Sua vida vira de cabeça para baixo quando seu irmão mais velho, Joe (Kyle Chandler), morre de repente. A morte súbita força Lee a ir até sua cidade natal de Manchester, apenas para descobrir que Joe lhe deixou a guarda de seu único filho, o adolescente Patrick.
Sobrecarregado por responsabilidades e atormentado por fantasmas do passado, Lee, Patrick e todos ao seu redor são forçados a reorganizarem suas vidas.
É uma premissa tão boa quanto qualquer outra, mas que ganha força ao não perder seu toque com a realidade. Mais especificamente, com o mundano, o rotineiro. Patrick perdeu o pai, mas ainda precisa ir à escola, Lee, mesmo enlutado, precisa cuidar de todos os arranjos do enterro e assim por diante.
O filme se torna muito mais do que sua premissa inicial graças à uma direção impecável de Kenneth Lonnergan (que também assina o roteiro brilhante) e a um elenco principal incrível.
Casey Affleck é, facilmente, o favorito ao Oscar de melhor ator. Com uma péssima fama em sua vida pessoal, especialmente sobre ser intempestivo e violento, Casey passa isso para Lee com facilidade. Seu personagem é um homem quebrado e perdido, mas que ainda encontra partes de uma redenção em sua dedicação à família. Esta é, facilmente, sua melhor performance desde O Assassinato de Jesse James pelo Covarde Robert Ford.
Já Michelle Williams cravou sua quarta indicação ao Oscar por seu papel neste filme como Randi, ex-mulher de Lee. É um papel pequeno, quase sem falas, mas visceral, reafirmando o talento incrível da atriz. Ela aparece em apenas três cenas e rouba todas elas.
Por fim, há a surpresa no desempenho do jovem ator Lucas Hedges como Patrick.
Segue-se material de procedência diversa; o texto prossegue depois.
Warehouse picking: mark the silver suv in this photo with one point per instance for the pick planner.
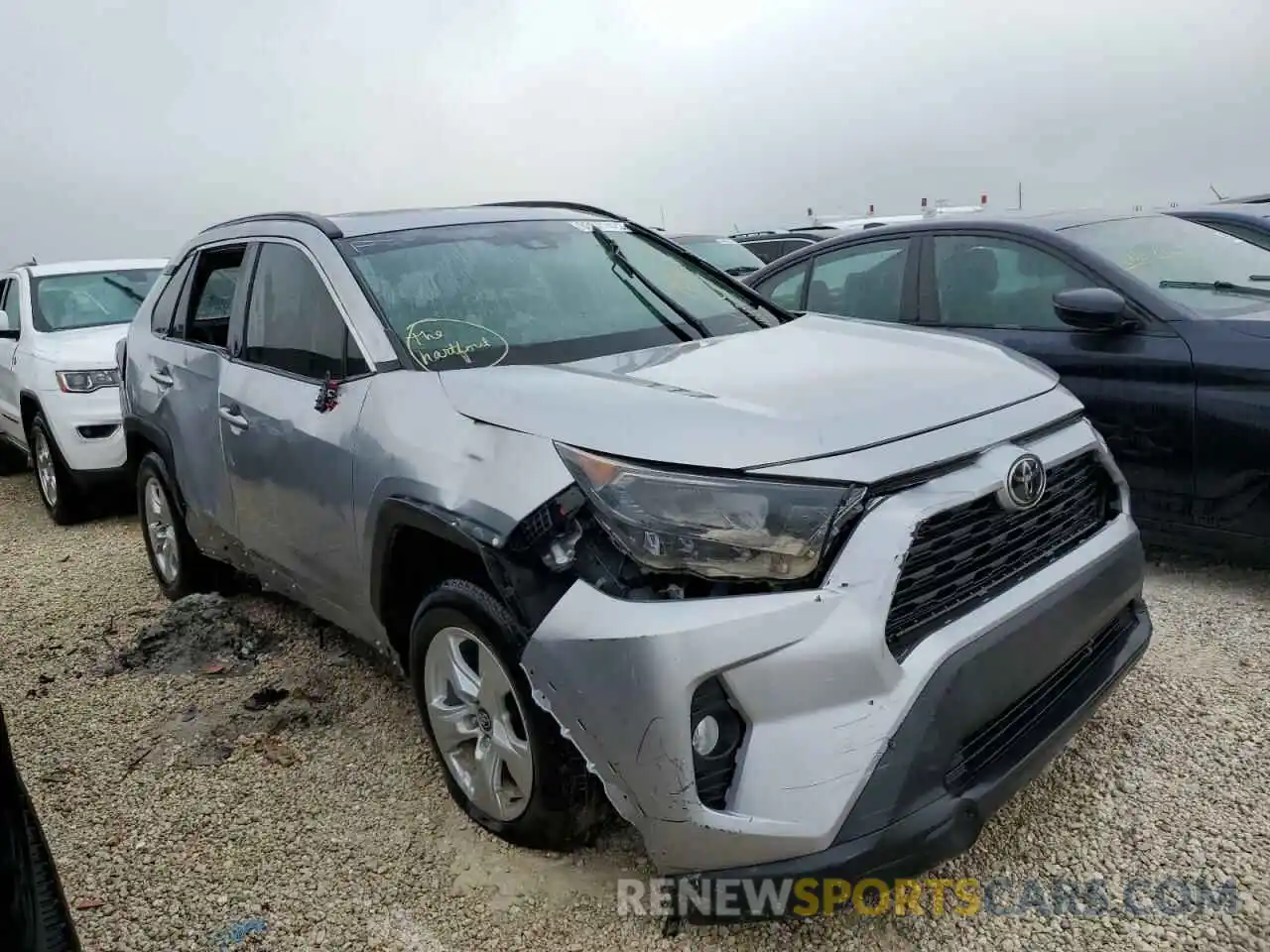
(793, 594)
Ele chama a atenção com uma interpretação incrível na pele do filho que, sem pai e sem mãe, se vê em uma situação complicada preso ao tio distante. Ao mesmo tempo, ele é apenas um adolescente querendo ter uma vida normal, praticando esportes e namorando.
O foco narrativo ao redor de Patrick e de Lee também é interessante. Há uma relação complexa de forças entre o tio e o sobrinho que é interessante de ver: Patrick passa a maior parte do tempo bancando o durão, como um típico adolescente, fingindo que sua vida não está do avesso. Já Lee mal consegue conter seus impulsos paternais em relação à Patrick, embora queira manter um ar de distância, de quem não se importa.
Há um terceiro personagem preso entre estes dois que é bastante interessante: sua masculinidade. Tanto Lee quanto Patrick estão devastados pela perda, mas é interessante ver como a dor fica entalada na garganta de ambos. Se torna uma questão de tempo observar quando a máscara de “está tudo bem” dos dois machões irá cair por terra.
Enfim, é uma história que poderia facilmente escorregar para um melodrama total, com quarteto de cordas e choradeira, mas que se contém. O seu objetivo não é fazer chorar, mas contar essa jornada dos personagens de Lee e Patrick através da perda. Mais ainda, é um filme sobre famílias que se quebram, se desfazem e se reconstroem ao redor das tragédias da melhor forma que podem.